The sense of vision gives people an instant picture of the world, enabling rapid recognition of objects and others, and to understand their relationships and the layout of the scene. Machine vision is essential to many applications of artificial intelligence, but cannot yet emulate the richness and robustness of human vision. The study of human vision and the development of machine vision have mutually shaped each other in a virtuous cycle. The design of deep neural networks, the kind of artificial neural networks that now dominate machine vision, was inspired by neurobiological principles. In turn, neuroscientists have recently found that deep neural networks trained to recognize objects provide the best current model of human and primate vision. However, current artificial neural networks still fail to capture visual recognition capabilities of the human brain. The goal of this project is to learn what computational mechanisms best explain human vision. To achieve this, the research will develop and apply a novel methodology — "controversial stimuli." Controversial stimuli are computer-generated visual images optimized to cause two neural network models to disagree about their content. Presenting such a stimulus to a human observer will identify neural network models that mimic human vision. These stimuli will systematically compare artificial neural network models to human brains, and find ways to improve the models. This project will generate scientific insights on human vision and engineering insights for machine vision. The project will also generate outreach activities to improve public understanding of the power and limitations of neural networks, and their relationship to human intelligence.
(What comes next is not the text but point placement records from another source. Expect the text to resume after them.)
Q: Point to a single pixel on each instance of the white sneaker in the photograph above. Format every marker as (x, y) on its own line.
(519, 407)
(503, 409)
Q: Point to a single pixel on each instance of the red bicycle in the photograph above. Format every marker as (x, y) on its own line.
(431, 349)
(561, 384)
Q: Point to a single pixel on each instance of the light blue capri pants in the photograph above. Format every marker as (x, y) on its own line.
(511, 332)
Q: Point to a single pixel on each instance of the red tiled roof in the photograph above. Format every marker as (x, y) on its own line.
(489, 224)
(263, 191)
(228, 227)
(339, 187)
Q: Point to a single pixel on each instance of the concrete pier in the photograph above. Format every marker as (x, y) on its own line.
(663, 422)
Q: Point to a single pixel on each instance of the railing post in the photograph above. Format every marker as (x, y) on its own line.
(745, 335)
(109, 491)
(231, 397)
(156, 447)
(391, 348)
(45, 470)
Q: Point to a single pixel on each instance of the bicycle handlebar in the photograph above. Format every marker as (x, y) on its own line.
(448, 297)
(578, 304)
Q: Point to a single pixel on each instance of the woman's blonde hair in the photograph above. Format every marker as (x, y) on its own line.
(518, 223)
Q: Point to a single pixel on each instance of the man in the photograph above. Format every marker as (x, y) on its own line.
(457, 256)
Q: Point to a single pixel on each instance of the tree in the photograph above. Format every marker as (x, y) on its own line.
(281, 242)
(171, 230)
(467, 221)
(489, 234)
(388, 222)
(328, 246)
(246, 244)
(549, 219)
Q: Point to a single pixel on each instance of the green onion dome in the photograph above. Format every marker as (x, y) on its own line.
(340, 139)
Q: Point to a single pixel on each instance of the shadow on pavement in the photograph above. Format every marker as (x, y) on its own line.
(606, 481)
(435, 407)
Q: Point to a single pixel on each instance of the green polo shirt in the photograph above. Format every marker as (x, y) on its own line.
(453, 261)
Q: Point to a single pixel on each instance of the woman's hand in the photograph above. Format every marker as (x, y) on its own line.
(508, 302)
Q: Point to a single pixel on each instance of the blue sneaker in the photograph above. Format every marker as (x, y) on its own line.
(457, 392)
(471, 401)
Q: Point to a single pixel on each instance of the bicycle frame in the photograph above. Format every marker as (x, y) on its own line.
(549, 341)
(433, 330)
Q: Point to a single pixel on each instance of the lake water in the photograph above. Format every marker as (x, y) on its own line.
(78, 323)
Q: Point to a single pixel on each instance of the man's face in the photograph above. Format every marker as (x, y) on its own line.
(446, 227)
The project will develop methods for the synthesis of controversial stimuli, images optimized to adjudicate among alternative deep neural network models of human vision with brain and behavioral data. An initial behavioral experiment will challenge humans to classify and rate various controversial stimuli. Further experiments will design and employ synthetic stimuli for adjudicating between deep neural network models on the basis of brain activity measurements. Hemodynamic responses to the stimuli will be measured in the human ventral visual stream with functional magnetic resonance imaging (fMRI). Each of the fMRI experiments will test a different aspect of deep neural network modeling of visual neural responses, including the distinction between discriminative and generative image classifiers. The stimulus synthesis algorithms that will be developed in this project, as well as the resulting stimuli and corresponding fMRI and behavioral datasets, will be shared with the scientific community as an open resource.
This award reflects NSF's statutory mission and has been deemed worthy of support through evaluation using the Foundation's intellectual merit and broader impacts review criteria.